CCSJ launches peer-led cohort program to engage students around social justice issues
Loyola’s Center for Community, Service, and Justice (CCSJ) has launched the peer-led cohort program, Bmore Engaged, a program designed to support students in their progression from learning to action when addressing social justice issues.
During the Spring 2021 semester, 53 students have registered to dive into social justice issues including race and racism, immigration/migration, education/youth development, food access, workforce and employment, civic engagement, and environmental justice.
The program, which is 10 weeks long, offers bi-weekly personal learning exercises with alternating bi-weekly facilitated Zoom cohort sessions. During personal learning activities, students learn by reading articles; listening to podcasts; and watching videos that can help educate them on social justice topics.
Participants also challenge themselves to expand knowledge by having conversations with those who hold similar and differing perspectives; reflect on topics through prayer or a new spiritual practice; demand changes in legislation through petitions and action alerts; and develop a creative expression that demonstrates your commitment to the social justice issue. Throughout the personal learning activities participants are often encouraged to self-reflect through activities such as journaling. These self-reflection activities are important as they get to the heart of CCSJ’s work.
“Bmore Engaged is important as it supports students’ progression from learning to action, particularly during a time where in-person engagement is limited due to COVID,” says Pat Cassidy, assistant director of the Center for Community, Service, and Justice. “Opportunities for learning and engagement in social change efforts are critical during times like these, and we wanted to be sure to offer students ways to stay engaged in CCSJ/YRI & Loyola’s mission. As participants dive into their learning, it becomes clear that race and racism are the root of many of these justice topics. Without understanding and centering race in this work, we miss the foundational reason these inequities exist in policies and practices that are present in our city, our state, and our nation. Through their participation in Bmore Engaged, students come to better understand their positionality in relation to the issue and how they can wield their power—individually and collectively—to create impact and change.”

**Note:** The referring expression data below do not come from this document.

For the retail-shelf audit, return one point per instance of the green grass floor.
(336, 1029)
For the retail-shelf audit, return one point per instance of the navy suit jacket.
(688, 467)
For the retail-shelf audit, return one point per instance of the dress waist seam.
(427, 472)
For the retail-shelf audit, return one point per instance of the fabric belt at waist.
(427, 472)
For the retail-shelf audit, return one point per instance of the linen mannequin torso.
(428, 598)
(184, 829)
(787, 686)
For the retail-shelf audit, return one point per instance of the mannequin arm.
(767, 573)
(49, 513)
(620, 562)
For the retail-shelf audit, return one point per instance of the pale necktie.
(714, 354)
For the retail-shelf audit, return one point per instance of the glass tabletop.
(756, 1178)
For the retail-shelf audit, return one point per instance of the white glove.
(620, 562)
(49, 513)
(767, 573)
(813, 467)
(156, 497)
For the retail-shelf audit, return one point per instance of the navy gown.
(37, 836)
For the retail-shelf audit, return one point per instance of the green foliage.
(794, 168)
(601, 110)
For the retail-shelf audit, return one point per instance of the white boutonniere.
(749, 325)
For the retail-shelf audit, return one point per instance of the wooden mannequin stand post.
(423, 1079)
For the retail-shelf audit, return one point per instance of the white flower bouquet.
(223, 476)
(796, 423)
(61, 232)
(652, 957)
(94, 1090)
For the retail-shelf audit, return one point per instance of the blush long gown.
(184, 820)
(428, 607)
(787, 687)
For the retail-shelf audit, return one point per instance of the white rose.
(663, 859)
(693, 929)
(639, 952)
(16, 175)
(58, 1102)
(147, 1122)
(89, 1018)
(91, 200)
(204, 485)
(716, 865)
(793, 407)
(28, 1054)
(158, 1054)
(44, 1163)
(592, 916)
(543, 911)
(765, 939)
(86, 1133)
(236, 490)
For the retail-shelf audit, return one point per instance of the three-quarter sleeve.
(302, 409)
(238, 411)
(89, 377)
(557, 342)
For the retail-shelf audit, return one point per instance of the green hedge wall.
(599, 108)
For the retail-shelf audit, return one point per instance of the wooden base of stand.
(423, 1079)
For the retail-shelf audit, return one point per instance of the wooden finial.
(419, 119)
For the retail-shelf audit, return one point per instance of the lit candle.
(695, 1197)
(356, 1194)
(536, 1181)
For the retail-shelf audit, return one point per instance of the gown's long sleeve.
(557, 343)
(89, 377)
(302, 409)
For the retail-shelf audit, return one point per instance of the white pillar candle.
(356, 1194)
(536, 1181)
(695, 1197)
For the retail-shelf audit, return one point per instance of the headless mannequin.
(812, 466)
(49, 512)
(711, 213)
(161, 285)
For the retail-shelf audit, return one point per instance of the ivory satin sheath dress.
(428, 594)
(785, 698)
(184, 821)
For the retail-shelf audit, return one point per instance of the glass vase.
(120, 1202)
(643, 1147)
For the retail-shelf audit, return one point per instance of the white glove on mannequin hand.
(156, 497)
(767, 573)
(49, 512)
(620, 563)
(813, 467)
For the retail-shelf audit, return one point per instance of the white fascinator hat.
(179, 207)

The program is made up of four main components: head, heart, spirit, and hands. These elements derive directly from the Ignatian pedagogy elements of context, experience, reflection, action, and evaluation. In this way, students are encouraged to acknowledge how their identities shape their perspective on the topic (head); associate learning with relationships and encounters to those who share similar and different ideas than oneself (heart); reflect through prayer, journaling, creative modalities, and meditation (spirit); and to form a plan of action (hands).

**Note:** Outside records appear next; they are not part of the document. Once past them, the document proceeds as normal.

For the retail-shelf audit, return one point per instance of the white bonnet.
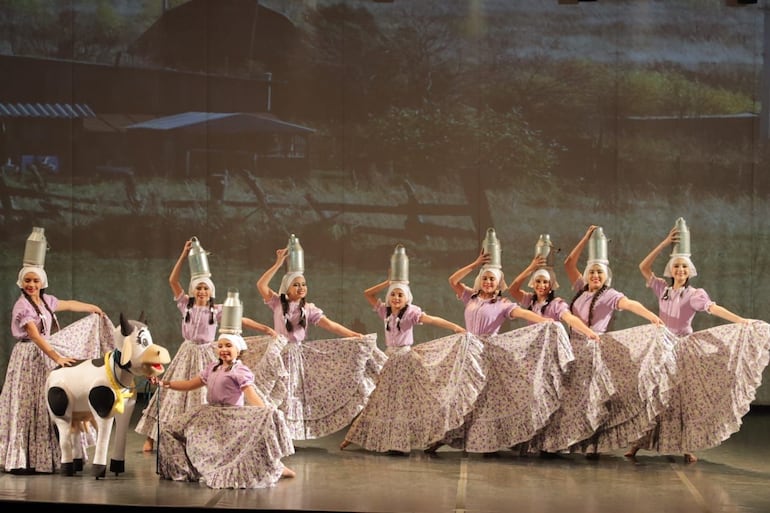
(403, 286)
(238, 340)
(543, 272)
(201, 279)
(604, 265)
(32, 269)
(684, 256)
(287, 279)
(493, 270)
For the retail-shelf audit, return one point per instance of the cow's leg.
(102, 399)
(59, 408)
(78, 437)
(64, 426)
(122, 421)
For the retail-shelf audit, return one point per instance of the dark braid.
(498, 294)
(54, 320)
(211, 306)
(551, 296)
(389, 312)
(670, 287)
(285, 307)
(593, 301)
(190, 303)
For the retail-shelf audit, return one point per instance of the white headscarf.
(237, 340)
(287, 279)
(493, 270)
(194, 283)
(543, 272)
(684, 256)
(32, 269)
(604, 265)
(401, 285)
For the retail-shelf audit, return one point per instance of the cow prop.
(102, 390)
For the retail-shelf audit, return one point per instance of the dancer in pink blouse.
(28, 441)
(200, 315)
(421, 392)
(329, 381)
(234, 440)
(719, 369)
(522, 365)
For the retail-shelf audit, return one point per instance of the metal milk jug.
(35, 248)
(198, 260)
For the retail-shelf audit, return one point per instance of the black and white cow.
(102, 390)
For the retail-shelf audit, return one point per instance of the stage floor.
(733, 477)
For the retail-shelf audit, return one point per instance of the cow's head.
(138, 354)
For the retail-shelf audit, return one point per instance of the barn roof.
(221, 122)
(45, 110)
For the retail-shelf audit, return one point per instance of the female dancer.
(719, 369)
(542, 300)
(200, 317)
(232, 441)
(28, 441)
(421, 391)
(616, 387)
(523, 366)
(329, 381)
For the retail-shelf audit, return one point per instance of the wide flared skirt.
(524, 369)
(422, 392)
(226, 446)
(28, 438)
(329, 383)
(719, 372)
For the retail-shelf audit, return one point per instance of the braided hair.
(593, 302)
(54, 320)
(666, 296)
(389, 314)
(211, 307)
(285, 307)
(497, 295)
(551, 296)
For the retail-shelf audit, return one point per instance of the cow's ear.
(125, 327)
(125, 352)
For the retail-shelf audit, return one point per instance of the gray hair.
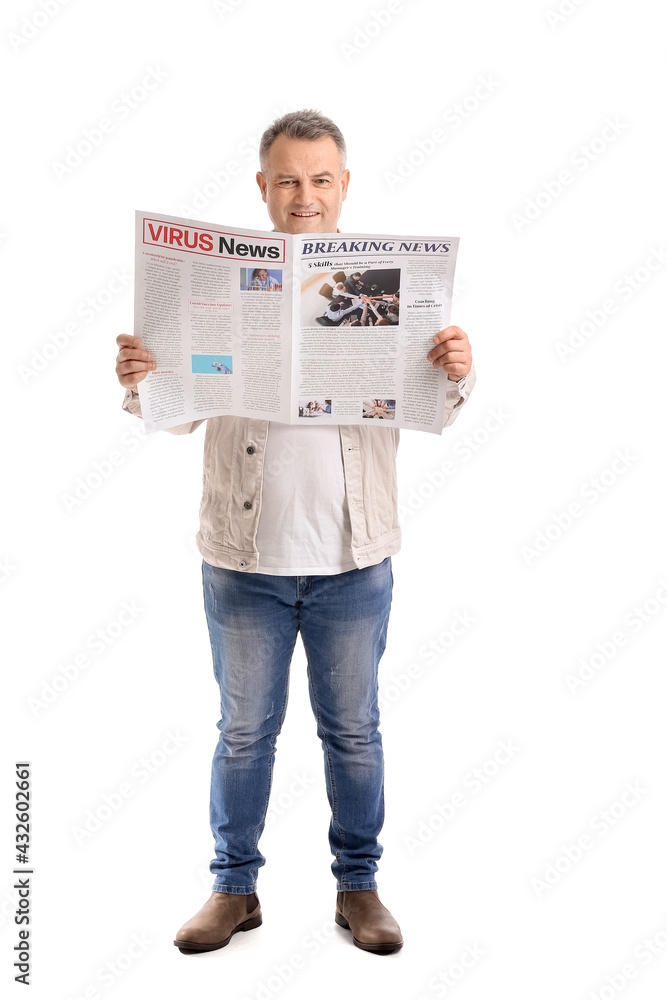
(307, 124)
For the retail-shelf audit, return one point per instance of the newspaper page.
(368, 308)
(262, 324)
(213, 304)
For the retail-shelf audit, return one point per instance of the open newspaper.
(332, 327)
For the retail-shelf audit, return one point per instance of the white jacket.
(234, 449)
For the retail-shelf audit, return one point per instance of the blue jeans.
(253, 621)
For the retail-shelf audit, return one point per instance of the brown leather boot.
(372, 925)
(222, 915)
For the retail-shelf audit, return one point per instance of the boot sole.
(190, 947)
(379, 949)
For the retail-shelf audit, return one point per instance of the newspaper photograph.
(332, 327)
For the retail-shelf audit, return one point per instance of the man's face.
(302, 186)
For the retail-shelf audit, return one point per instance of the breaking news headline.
(373, 246)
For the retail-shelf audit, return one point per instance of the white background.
(472, 881)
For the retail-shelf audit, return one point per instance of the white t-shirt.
(304, 522)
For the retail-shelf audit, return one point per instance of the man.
(336, 311)
(354, 283)
(298, 545)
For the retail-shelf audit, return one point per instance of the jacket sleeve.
(132, 404)
(457, 395)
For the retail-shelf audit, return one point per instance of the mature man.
(298, 546)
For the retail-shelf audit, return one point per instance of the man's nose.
(305, 197)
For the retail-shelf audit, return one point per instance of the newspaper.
(332, 327)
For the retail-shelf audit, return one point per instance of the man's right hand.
(132, 361)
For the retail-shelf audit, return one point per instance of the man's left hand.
(452, 352)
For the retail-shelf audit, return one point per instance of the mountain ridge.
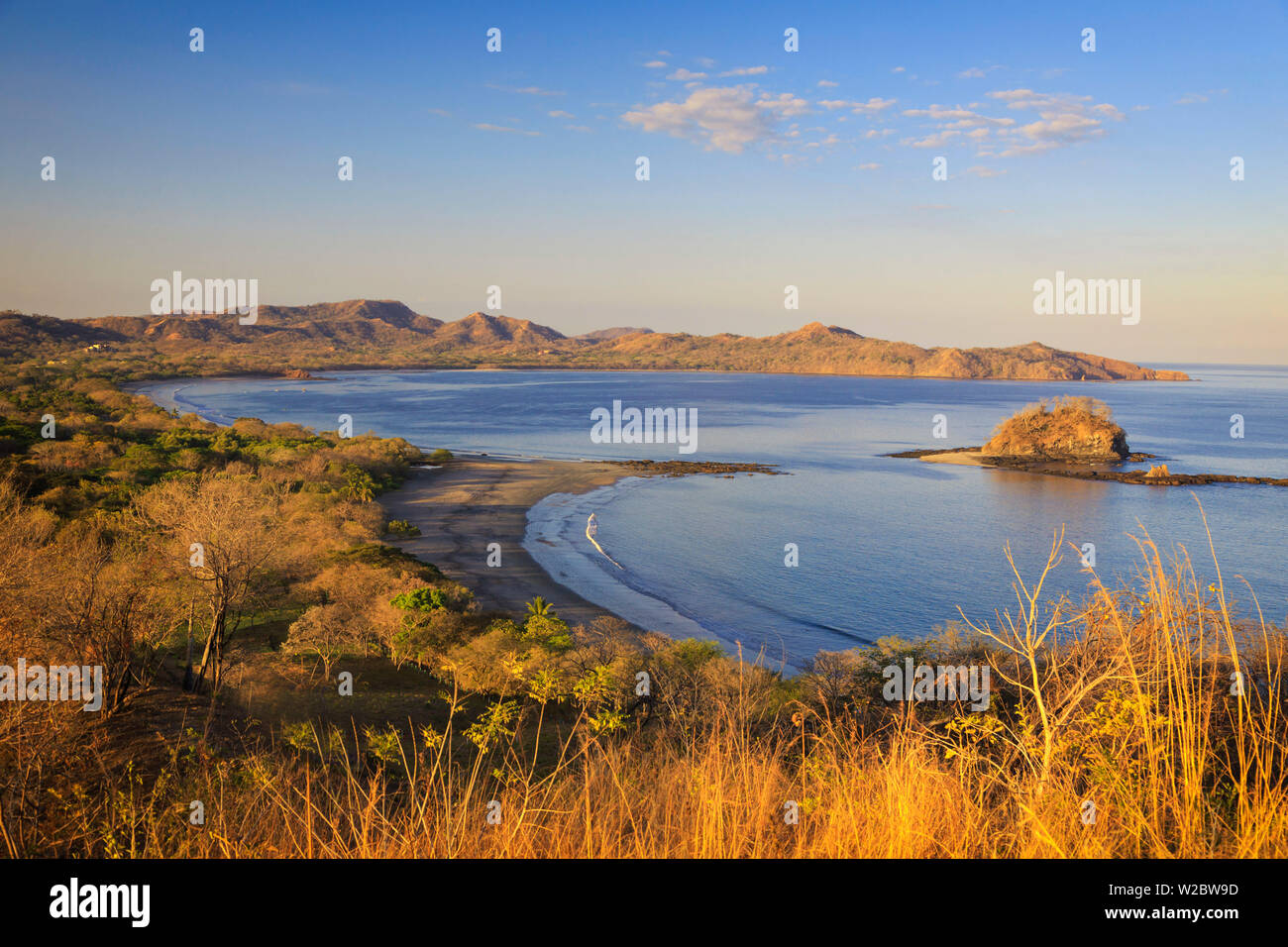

Students gathered for the first Bmore Engaged session of the semester on Feb. 8, 2021, via Zoom. This semester’s work builds on the work that began in the fall of 2020, when Bmore Engaged launched with the goal of keeping students engaged by cultivating a sense of community while students were learning and participating remotely.
“It was great to hear how other people took action and plan to take action because it has informed and inspired me to act differently and look towards initiatives that I never previously thought of,” said Carolyn Thaney, ’22, a Bmore Engaged participant.